The scareware gangs have been focusing their energy for a couple of years now on tying their campaigns to major news events such as the earthquake in Japan or the death of Elizabeth Taylor. But they’re not foolish enough to wait for the next big event to get their campaigns ready to go. Instead, they will go out in advance and hijack various pages on legitimate sites and then when an event occurs, they will stuff the page full of relevant keywords and then insert links that will redirect users to a scareware site.
Once on the scareware site, the user could be compromised via drive-by download that will make the machine part of a botnet or simply presented with a demand for payment for the removal of nonexistent threats on the PC.
The techniques and tactics used to create link farms, content spam and search-engine spam are well understood by researchers and engineers at search engine operators, but they’re also quite difficult to combat in real time, he said.
“It’s all about getting authority with the search engine,” Parthasarathy said. “One of the big things we see is these networks of link farm sites that are all related and they just link back and forth to each other to build authority. There’s no valid content, but they have all the right keywords.”
Parthasarathy said that Microsoft uses both algorithmic and human approaches to detecting spam links, link farms, useless pages without valid content and SEO spam. One of the challenges that Bing, Google and other search engine operators face in this work is ensuring that they don’t mistakenly discount legitimate sites with valid content while still weeding out malicious or spammy links and pages. It’s not a simple process, Parthasarathy said.
“It’s very hard for a human judge to determine the relevance of links and identify link-level spam,” he said. “If you’re not careful you can end up harming good sites. It’s a major problem. Page-level spam is very easily identifiable. Link-level spam is super hard to find.”

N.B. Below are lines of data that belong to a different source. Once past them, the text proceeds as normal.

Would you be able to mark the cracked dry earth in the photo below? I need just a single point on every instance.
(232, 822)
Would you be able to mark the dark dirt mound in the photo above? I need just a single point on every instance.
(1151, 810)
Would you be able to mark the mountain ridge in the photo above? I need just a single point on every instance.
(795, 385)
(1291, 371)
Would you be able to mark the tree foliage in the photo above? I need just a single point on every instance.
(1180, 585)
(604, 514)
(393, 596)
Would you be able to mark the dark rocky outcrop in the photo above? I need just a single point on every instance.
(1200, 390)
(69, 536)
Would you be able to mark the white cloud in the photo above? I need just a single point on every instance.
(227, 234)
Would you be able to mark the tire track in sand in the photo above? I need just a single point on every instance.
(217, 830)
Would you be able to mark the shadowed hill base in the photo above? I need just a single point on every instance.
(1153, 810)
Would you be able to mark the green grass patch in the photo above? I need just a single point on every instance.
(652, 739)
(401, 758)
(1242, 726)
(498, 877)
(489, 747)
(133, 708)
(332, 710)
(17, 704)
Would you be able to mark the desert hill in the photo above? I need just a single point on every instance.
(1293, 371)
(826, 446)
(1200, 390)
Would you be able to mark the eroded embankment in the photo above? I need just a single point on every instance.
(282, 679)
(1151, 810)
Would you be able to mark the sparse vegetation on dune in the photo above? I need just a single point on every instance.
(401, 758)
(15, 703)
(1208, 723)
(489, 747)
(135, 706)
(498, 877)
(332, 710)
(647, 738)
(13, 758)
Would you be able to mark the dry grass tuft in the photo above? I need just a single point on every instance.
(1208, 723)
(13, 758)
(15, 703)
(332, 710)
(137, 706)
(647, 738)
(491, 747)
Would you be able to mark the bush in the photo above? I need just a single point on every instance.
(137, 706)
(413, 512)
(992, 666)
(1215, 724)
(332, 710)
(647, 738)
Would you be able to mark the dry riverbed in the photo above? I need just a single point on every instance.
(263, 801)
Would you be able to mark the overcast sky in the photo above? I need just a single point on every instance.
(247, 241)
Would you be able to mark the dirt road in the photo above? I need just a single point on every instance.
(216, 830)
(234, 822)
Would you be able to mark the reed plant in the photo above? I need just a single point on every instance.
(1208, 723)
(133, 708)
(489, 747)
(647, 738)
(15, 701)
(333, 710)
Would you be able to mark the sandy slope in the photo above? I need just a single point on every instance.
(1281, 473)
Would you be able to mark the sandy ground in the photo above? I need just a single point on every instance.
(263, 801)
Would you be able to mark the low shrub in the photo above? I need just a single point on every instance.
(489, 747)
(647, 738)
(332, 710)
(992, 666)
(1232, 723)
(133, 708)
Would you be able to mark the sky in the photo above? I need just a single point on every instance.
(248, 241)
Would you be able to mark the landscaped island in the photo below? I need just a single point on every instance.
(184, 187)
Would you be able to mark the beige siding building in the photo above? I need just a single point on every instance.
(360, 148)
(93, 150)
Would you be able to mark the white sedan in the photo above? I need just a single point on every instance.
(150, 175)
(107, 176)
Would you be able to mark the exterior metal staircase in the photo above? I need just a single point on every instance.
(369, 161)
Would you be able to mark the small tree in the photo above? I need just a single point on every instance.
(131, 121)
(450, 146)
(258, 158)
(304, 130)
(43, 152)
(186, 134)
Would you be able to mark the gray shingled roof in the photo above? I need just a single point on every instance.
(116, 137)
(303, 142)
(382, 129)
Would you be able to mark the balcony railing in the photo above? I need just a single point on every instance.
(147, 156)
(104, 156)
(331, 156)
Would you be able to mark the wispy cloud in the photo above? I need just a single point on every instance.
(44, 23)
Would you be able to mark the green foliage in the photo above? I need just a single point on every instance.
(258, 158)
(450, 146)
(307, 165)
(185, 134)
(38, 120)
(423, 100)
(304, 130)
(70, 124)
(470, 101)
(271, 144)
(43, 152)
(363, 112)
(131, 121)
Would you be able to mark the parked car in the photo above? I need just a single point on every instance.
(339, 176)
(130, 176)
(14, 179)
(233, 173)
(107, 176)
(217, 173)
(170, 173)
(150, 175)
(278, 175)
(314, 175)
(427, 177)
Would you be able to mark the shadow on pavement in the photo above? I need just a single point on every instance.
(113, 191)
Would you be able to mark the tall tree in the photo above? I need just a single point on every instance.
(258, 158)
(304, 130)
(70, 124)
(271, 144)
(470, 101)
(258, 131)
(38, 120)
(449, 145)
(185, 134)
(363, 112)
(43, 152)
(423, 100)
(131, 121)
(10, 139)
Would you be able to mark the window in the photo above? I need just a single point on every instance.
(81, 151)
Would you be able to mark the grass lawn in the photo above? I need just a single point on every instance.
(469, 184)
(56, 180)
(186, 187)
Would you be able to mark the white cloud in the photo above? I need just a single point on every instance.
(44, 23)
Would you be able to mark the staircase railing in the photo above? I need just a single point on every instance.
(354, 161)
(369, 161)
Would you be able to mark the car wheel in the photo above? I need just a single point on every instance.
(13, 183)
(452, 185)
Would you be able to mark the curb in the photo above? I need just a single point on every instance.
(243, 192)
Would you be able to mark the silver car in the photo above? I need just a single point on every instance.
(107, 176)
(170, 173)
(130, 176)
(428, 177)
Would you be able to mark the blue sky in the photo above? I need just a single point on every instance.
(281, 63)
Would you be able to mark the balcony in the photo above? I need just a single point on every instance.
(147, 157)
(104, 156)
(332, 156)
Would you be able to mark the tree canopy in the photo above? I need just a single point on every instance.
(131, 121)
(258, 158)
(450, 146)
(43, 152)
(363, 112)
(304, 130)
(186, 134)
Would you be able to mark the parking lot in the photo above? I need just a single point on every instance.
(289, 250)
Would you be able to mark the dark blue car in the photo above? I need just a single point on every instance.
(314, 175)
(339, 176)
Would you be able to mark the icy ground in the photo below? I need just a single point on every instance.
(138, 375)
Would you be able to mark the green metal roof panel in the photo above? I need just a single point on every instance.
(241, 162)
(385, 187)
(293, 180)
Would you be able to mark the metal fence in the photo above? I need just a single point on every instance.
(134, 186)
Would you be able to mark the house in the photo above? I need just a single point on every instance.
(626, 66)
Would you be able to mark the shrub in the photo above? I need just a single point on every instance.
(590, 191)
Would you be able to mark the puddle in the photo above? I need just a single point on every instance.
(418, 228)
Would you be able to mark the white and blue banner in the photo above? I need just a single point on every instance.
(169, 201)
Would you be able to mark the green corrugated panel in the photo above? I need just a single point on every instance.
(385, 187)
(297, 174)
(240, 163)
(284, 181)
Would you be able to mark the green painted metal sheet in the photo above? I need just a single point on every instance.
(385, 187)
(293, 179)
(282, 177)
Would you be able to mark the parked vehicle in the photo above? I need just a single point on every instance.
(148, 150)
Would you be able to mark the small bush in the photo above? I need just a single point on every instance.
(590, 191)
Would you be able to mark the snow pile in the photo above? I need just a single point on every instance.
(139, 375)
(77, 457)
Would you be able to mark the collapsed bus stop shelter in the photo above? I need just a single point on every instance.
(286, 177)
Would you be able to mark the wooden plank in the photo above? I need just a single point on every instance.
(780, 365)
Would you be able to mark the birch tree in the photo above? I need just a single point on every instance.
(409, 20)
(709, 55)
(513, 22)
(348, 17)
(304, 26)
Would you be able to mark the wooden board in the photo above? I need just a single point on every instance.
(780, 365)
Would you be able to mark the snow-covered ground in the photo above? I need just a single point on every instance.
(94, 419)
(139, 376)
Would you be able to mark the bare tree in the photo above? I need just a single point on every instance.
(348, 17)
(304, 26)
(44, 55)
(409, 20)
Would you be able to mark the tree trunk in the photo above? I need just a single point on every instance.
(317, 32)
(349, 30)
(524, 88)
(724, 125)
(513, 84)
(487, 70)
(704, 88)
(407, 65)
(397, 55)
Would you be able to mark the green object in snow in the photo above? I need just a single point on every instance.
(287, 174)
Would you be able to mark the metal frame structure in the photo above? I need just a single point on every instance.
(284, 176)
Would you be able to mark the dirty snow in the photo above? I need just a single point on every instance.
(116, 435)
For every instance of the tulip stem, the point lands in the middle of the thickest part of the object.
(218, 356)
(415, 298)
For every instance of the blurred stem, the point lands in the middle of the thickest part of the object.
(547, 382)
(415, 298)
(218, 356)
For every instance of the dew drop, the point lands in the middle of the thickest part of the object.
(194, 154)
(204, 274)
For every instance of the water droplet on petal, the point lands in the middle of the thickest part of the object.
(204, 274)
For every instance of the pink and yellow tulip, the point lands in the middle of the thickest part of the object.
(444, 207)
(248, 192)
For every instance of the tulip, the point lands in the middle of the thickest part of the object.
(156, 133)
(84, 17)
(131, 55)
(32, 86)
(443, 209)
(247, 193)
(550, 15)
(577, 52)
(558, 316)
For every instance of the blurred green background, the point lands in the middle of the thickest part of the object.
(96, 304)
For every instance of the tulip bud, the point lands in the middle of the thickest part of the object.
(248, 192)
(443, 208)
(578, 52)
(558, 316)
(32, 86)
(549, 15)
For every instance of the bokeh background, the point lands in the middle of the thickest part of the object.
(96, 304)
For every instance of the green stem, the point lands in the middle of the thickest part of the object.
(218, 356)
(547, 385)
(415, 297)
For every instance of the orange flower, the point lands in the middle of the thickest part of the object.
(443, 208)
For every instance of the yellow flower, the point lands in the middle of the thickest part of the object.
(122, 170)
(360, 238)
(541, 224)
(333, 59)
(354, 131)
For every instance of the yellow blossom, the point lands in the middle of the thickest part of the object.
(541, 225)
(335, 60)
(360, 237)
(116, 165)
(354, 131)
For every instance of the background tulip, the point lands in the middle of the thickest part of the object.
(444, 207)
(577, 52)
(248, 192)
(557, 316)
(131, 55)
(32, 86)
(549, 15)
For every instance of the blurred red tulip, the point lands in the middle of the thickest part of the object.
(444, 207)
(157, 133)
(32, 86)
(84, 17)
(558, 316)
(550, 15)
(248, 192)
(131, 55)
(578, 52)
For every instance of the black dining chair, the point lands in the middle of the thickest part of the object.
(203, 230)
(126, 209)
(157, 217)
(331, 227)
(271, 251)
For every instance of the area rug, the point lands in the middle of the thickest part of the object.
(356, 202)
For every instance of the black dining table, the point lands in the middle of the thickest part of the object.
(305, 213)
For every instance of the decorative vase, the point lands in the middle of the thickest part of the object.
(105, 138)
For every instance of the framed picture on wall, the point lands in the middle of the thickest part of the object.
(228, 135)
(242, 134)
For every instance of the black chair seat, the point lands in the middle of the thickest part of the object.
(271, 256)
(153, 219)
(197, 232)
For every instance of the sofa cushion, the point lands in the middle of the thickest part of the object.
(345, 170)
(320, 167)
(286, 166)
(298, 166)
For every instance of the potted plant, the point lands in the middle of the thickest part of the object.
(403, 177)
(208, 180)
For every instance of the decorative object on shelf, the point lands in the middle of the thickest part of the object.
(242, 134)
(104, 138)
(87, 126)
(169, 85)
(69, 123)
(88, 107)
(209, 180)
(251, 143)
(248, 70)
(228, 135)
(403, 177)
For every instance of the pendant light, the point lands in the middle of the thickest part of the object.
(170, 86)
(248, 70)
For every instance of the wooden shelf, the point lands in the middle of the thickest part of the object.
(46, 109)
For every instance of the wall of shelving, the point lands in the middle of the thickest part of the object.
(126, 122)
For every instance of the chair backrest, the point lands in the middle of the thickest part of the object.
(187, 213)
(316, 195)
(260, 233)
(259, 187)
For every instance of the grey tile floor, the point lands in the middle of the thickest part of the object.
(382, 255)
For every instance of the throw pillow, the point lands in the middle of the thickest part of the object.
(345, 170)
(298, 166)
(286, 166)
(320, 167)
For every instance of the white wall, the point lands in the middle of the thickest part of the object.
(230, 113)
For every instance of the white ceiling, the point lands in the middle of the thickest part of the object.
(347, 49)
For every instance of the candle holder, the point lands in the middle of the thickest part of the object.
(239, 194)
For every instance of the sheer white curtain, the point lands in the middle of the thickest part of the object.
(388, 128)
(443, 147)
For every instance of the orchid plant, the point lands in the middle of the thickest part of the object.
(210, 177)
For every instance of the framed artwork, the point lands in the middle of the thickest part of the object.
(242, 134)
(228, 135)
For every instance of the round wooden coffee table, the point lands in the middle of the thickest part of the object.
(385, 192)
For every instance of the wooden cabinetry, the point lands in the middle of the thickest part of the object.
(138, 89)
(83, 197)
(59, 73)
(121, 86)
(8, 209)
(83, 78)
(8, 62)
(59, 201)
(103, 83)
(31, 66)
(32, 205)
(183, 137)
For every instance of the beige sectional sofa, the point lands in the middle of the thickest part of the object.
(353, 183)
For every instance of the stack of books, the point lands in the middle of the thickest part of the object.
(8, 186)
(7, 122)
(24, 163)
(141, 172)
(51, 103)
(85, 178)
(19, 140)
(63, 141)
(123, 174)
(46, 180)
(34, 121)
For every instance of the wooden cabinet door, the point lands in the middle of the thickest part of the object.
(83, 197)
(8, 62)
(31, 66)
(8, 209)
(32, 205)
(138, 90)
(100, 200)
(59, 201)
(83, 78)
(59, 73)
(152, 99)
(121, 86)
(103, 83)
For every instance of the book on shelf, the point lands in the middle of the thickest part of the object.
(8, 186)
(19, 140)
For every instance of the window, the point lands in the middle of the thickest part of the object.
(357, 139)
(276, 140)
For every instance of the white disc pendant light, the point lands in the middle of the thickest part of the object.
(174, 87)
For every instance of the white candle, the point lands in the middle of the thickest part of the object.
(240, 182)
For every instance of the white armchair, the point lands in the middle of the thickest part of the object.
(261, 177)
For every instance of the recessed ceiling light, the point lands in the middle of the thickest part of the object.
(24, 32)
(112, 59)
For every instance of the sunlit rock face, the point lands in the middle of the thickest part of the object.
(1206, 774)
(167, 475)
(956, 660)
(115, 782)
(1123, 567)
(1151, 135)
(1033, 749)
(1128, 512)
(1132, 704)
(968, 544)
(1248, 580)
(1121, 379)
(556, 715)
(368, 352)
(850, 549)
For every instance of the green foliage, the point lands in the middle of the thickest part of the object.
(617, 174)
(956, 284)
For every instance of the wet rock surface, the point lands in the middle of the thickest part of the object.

In addition to setting up networks of interrelated link farms and spam pages, the spammers also will add content spam to sites. This can take the form of text set in white type on a white background that’s invisible to the user but is seen by a search engine crawler or machine-generated content such as keywords taken from search engine query logs. This content will often make no sense and look like gibberish on a page, but serves as an attraction for the crawler.
The bottom line, Parthasarathy said, is that Web-based spam is a massive, distributed problem that needs a large-scale solution.
“Blocking single URLs isn’t a scalable solution,” he said. “We want to aggregate. Neutralizing spam without hurting users is hard.”